It’s relatively rare for a non-African participant to receive a warm round of spontaneous applause from an audience gathered to discuss African solutions to Africa’s problems — a key idea behind the concept of an Africa “renaissance”.
That was the response, however, to a suggestion from Malaysian Lee Yee Cheong that individuals who had lived and worked in Africa should be accepted as honorary members of the African diaspora, even if they do not have blood relations with the continent.
Lee, an engineer by training, is a familiar figure on the “science and technology for development” scene. He was co-chair of a Millennium Project task force which issued a report on the topic four years ago, and also a driving force behind the creation of the International Science, Technology and Innovation Centre for South-South Cooperation (ISTIC) which opened in Malaysia last year.

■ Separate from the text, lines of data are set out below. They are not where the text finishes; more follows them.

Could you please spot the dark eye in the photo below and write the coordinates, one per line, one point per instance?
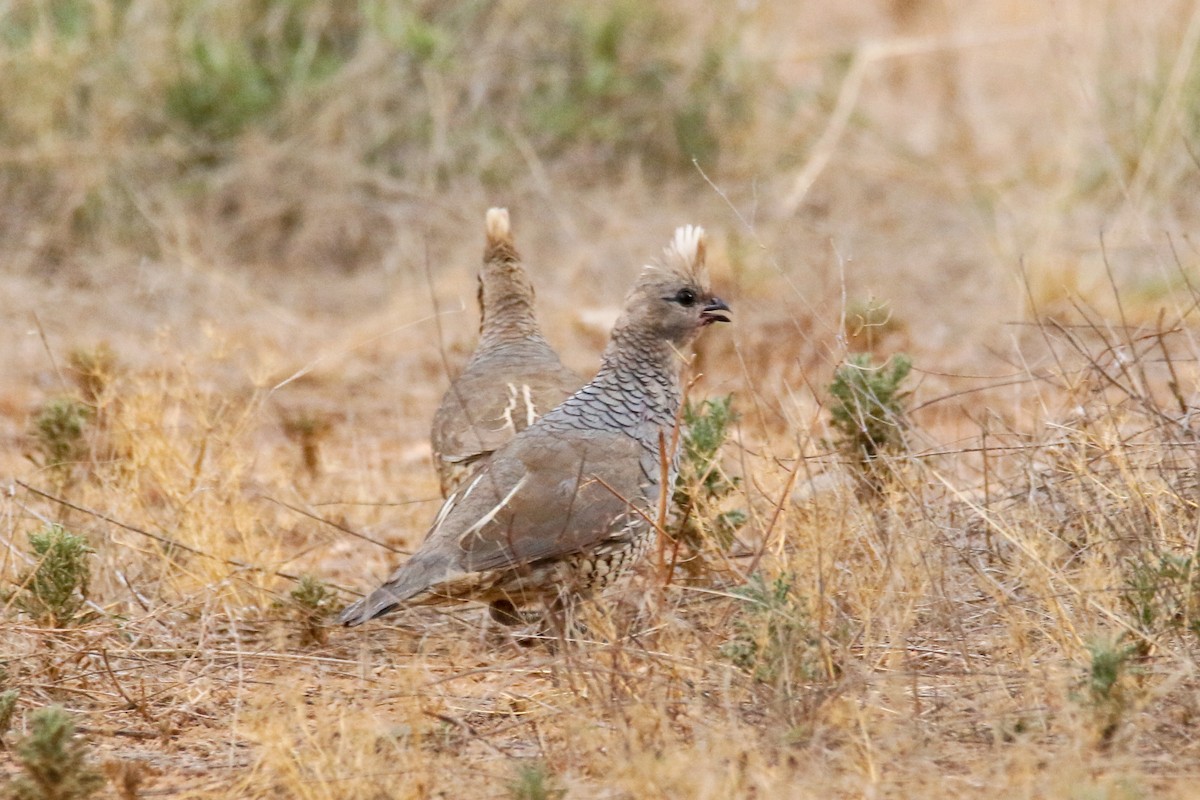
(685, 298)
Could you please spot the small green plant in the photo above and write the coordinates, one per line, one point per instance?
(53, 591)
(1107, 689)
(312, 601)
(534, 782)
(54, 762)
(702, 485)
(7, 708)
(868, 407)
(774, 638)
(238, 64)
(1164, 594)
(58, 429)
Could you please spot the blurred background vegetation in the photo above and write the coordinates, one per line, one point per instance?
(203, 125)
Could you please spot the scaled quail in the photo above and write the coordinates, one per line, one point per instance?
(565, 506)
(514, 376)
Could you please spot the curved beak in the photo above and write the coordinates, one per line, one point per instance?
(715, 311)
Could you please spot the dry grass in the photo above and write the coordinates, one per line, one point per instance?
(255, 300)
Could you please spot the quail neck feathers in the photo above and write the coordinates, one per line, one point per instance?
(513, 377)
(567, 505)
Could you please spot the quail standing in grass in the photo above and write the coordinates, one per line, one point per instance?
(570, 503)
(514, 376)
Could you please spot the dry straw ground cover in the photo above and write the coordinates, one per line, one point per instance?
(237, 262)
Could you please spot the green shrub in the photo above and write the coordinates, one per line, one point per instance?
(54, 763)
(869, 405)
(59, 429)
(774, 639)
(702, 485)
(1163, 594)
(1107, 689)
(53, 591)
(7, 708)
(534, 782)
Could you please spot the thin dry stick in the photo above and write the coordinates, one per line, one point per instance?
(336, 527)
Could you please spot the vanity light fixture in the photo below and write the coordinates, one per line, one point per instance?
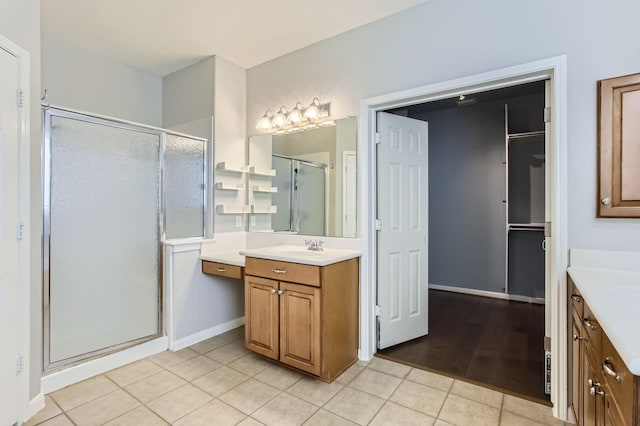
(296, 115)
(264, 123)
(280, 119)
(298, 119)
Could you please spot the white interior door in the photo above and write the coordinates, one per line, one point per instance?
(402, 194)
(9, 244)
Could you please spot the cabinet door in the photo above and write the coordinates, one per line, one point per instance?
(577, 387)
(261, 316)
(300, 327)
(591, 408)
(619, 143)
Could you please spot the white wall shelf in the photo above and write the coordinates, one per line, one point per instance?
(229, 187)
(261, 188)
(223, 167)
(264, 209)
(257, 172)
(224, 209)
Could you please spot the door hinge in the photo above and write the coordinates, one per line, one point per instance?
(19, 98)
(20, 231)
(19, 364)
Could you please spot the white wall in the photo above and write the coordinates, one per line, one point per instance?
(20, 23)
(83, 81)
(440, 40)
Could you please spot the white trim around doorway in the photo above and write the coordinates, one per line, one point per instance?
(554, 69)
(26, 407)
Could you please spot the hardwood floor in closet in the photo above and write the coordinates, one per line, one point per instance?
(489, 341)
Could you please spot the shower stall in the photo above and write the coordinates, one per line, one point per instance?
(113, 191)
(301, 196)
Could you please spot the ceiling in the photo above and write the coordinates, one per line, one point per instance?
(162, 36)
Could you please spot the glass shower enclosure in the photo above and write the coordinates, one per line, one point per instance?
(112, 192)
(301, 196)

But, as he reminded his audience, he is currently acting as an adviser to the Kenyan government. He suggested that this entitled him (and others in similar situations) to consider themselves part of an international community dedicated to helping Africa solve its problems.

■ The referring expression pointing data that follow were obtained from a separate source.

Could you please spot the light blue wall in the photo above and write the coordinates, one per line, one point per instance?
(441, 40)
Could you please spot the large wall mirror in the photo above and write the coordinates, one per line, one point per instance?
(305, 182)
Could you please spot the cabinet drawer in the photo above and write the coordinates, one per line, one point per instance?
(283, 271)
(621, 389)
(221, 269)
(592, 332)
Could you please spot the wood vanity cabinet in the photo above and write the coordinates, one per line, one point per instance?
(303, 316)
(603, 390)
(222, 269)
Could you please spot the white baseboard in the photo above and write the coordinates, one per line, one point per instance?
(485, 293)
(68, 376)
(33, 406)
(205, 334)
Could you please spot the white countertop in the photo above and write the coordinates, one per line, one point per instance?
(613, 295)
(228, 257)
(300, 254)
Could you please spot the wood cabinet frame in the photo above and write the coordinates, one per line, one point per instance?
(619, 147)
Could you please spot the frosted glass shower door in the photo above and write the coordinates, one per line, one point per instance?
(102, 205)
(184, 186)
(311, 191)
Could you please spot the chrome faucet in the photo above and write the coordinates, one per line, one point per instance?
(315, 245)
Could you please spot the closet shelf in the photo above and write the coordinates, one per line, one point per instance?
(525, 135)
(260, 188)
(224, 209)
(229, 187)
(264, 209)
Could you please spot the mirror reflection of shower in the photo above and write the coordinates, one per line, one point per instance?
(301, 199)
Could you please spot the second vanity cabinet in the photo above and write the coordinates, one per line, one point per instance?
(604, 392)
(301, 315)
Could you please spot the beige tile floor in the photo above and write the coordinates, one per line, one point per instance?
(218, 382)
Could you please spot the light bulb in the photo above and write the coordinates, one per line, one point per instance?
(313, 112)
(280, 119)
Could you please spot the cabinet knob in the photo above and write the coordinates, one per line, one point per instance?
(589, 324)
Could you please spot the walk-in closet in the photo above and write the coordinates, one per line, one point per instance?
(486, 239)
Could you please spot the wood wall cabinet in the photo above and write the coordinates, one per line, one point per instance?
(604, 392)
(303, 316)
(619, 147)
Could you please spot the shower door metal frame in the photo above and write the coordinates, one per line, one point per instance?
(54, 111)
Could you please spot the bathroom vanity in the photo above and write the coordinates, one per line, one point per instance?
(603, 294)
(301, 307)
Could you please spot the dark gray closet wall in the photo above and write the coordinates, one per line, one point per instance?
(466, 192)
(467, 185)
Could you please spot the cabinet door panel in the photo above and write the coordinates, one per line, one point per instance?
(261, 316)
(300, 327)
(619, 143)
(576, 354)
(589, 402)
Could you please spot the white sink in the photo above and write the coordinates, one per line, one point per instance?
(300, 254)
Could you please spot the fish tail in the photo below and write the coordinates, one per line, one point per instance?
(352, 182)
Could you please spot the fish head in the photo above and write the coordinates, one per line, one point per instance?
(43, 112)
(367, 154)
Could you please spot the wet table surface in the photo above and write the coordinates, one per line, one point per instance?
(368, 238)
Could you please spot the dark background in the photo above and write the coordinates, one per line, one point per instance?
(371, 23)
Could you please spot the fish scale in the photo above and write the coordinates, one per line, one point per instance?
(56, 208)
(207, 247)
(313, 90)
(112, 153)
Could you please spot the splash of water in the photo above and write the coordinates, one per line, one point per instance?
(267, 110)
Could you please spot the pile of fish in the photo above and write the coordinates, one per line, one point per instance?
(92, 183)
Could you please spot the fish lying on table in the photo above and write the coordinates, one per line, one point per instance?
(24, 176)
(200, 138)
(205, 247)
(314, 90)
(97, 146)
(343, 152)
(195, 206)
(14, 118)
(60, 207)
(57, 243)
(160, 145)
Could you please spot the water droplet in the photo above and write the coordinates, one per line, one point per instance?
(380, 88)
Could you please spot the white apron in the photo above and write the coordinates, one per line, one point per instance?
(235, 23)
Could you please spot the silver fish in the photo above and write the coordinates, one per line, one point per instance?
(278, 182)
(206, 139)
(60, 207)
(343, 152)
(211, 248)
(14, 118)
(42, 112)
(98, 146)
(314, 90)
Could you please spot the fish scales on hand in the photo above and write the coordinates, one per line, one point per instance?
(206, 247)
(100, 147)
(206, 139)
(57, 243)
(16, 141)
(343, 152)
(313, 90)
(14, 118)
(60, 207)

“Please extend the term diaspora to those who love Africa,” he said. “I suggest that you include those foreigners who have worked and lived in the continent, or generally consider themselves to be ‘friends of Africa’, not just those who were born here.”
His remarks, based on his own experiences on the support that non-Malaysians have given his own country, went down well in the room, to judge by the warm round of applause with which they were greeted by other participants – almost entirely African.
“It’s a good point,” says Nigerian-born Patrick Ezepue, a researcher in quantitative modelling for business at Sheffield Hallam University in the United Kingdom, who is setting up an organisation through which African scientists currently based in Britain can contribute their skills to African development. “We don’t want to be parochial about this kind of thing”.